Letter from Arnold Zweig to Sigmund Freud, December 11, 1932 Book Information Previous Up Next

Arnold Zweig

11. 12. 32

Dear Father Freud,

I have listened with emotion to the introductory words of the third part of the Lectures. It seemed as though you were speaking to me through the lips of my secretary and through me to the whole of the contemporary world. To think that you should have to invent a public for yourself-you who will have set the seal upon this whole epoch by the very fact of your having lived in it. I know and you know too that I am not exaggerating. How the educated man of today envies the contemporaries of Socrates and Plato; and yet in the figure of Socrates, Plato is only recording the change of consciousness that had taken place long before, the final liberation of man from associative thought, and the final establishment of causal-logical thinking.
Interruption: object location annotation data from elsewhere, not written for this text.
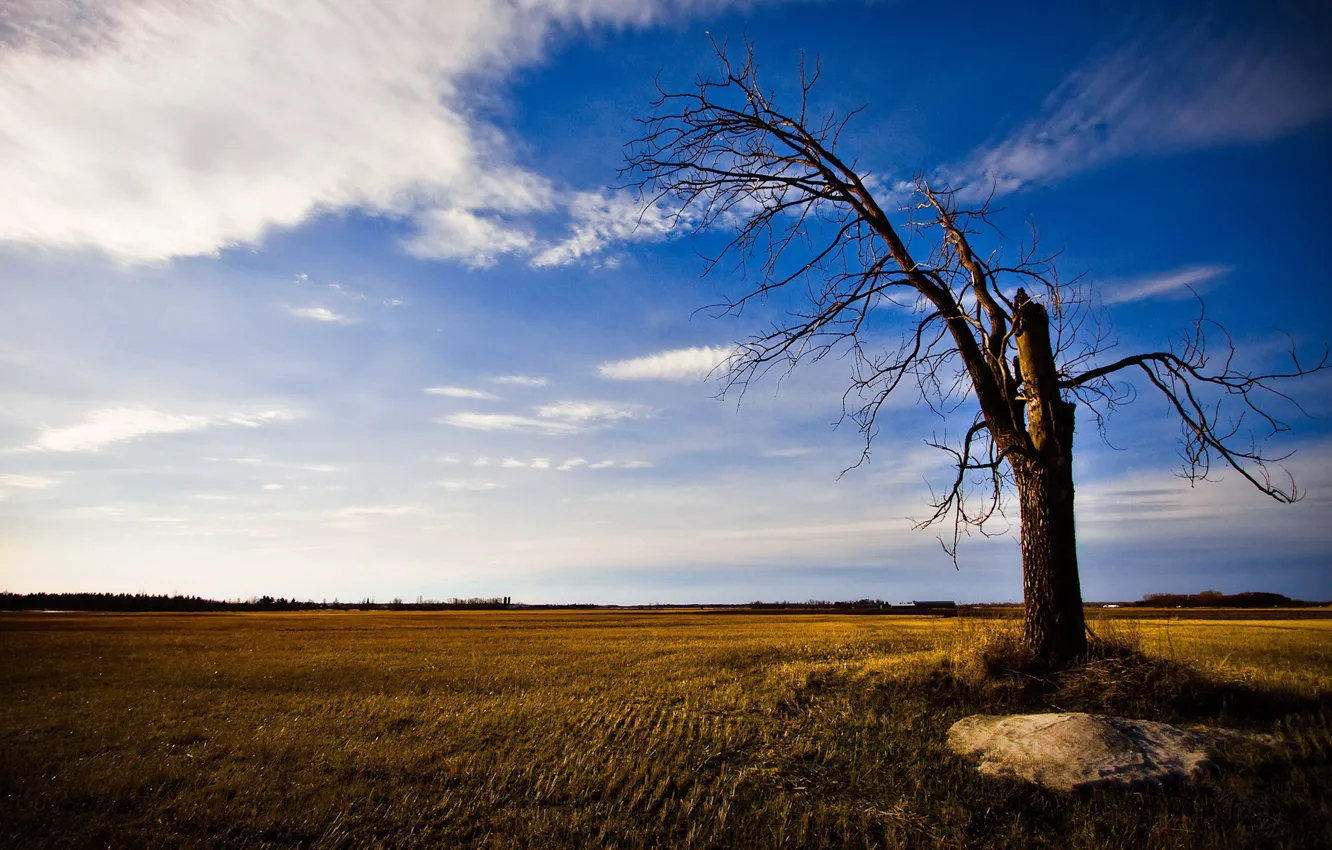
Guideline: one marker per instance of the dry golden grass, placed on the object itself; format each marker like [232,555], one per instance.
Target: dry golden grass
[617,729]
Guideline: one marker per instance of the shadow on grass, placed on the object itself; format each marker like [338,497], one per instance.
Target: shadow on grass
[994,674]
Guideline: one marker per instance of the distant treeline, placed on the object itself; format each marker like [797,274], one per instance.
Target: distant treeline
[149,602]
[1214,598]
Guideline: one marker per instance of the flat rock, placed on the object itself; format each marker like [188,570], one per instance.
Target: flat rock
[1071,752]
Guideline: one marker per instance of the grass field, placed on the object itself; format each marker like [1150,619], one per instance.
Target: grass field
[618,730]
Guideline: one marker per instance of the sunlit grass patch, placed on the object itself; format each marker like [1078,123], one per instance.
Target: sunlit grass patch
[546,730]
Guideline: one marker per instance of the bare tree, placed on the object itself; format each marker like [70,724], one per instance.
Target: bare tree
[1006,341]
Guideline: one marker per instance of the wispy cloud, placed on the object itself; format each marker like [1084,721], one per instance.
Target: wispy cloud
[108,425]
[1182,89]
[509,421]
[271,464]
[227,151]
[1175,284]
[521,380]
[28,482]
[461,392]
[601,219]
[460,485]
[561,417]
[678,364]
[321,315]
[594,411]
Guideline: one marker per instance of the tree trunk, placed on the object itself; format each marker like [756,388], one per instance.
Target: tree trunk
[1054,626]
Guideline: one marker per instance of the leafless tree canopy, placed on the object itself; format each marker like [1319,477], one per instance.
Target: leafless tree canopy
[725,155]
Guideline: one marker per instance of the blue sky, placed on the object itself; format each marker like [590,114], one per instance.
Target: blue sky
[338,299]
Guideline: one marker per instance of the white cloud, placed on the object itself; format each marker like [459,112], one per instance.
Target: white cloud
[461,392]
[165,128]
[562,417]
[600,219]
[521,380]
[320,313]
[346,293]
[257,420]
[108,425]
[29,482]
[508,421]
[260,461]
[593,411]
[468,485]
[377,512]
[1175,91]
[472,239]
[1179,283]
[678,364]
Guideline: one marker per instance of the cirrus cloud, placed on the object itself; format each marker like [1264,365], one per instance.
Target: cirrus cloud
[679,364]
[109,425]
[135,129]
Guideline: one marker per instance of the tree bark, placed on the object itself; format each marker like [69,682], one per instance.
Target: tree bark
[1054,625]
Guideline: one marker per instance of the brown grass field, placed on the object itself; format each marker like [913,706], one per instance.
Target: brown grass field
[498,729]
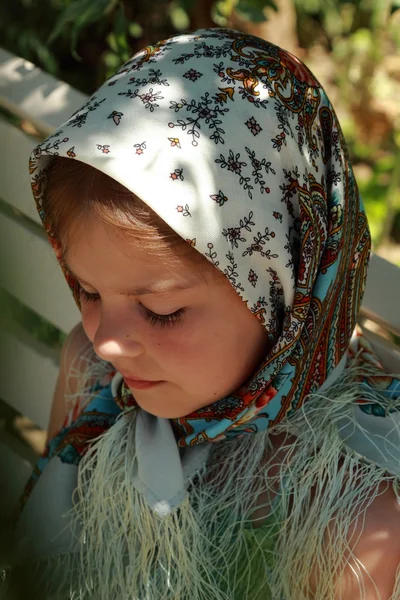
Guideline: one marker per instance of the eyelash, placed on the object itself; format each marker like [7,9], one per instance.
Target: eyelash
[150,316]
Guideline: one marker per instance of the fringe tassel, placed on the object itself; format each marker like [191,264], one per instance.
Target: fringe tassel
[233,538]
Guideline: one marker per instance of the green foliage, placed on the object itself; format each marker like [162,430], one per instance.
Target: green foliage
[78,15]
[84,41]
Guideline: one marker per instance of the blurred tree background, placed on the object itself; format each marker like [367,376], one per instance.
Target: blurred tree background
[352,46]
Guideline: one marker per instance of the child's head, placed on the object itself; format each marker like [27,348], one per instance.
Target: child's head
[189,329]
[238,159]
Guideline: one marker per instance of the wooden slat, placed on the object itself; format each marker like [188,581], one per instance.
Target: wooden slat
[29,92]
[28,378]
[30,272]
[15,187]
[382,295]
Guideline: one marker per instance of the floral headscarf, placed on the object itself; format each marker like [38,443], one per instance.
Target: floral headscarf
[234,144]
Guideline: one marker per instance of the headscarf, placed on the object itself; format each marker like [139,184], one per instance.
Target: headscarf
[235,145]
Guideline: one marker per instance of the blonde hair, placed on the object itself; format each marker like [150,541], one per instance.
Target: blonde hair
[75,189]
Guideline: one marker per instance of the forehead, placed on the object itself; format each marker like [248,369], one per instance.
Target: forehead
[103,256]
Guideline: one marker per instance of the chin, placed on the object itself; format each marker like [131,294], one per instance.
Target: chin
[164,412]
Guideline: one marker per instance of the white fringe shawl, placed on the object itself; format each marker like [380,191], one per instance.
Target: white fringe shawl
[213,547]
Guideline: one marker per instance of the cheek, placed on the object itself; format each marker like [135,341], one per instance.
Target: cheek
[90,319]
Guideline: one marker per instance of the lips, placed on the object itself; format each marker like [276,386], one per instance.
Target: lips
[140,384]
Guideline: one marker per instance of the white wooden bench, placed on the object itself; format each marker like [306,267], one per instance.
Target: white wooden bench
[29,273]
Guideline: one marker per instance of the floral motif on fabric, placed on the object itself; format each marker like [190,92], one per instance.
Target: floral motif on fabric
[278,211]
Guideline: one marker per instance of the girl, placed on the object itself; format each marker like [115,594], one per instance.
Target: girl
[230,435]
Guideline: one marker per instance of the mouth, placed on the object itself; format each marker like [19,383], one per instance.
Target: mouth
[141,384]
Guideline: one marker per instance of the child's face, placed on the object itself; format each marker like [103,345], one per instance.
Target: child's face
[203,353]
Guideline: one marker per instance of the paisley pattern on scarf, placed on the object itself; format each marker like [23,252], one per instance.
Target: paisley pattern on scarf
[233,143]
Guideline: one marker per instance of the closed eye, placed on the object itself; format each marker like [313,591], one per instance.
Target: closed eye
[86,297]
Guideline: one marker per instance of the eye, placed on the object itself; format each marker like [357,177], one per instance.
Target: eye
[163,320]
[86,297]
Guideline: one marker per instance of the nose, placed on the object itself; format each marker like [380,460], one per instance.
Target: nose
[115,338]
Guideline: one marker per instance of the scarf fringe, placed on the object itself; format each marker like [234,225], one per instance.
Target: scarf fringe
[214,547]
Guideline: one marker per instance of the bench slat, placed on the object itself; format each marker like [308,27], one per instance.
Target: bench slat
[15,187]
[41,371]
[34,95]
[382,294]
[30,272]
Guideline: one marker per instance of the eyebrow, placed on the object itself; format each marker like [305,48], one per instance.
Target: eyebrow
[155,288]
But you have won all alone the battle for analytic thought; in your single person you have combined the conqueror of this whole territory together with its explorer and cartographer; you have restored associative thought to man by incorporating it in causal-logical thought, without depriving it of its own character and by turning it into a therapeutic force for the diseased psyche. This is more than the achievement of Plato and his Socrates and it is inevitable that it should be so, for in you the logos of the West and the age-old current of knowledge from the East have been wrought into a unity. It is this unity which created analysis and it is analysis which can bring about the slow unshackling of mankind.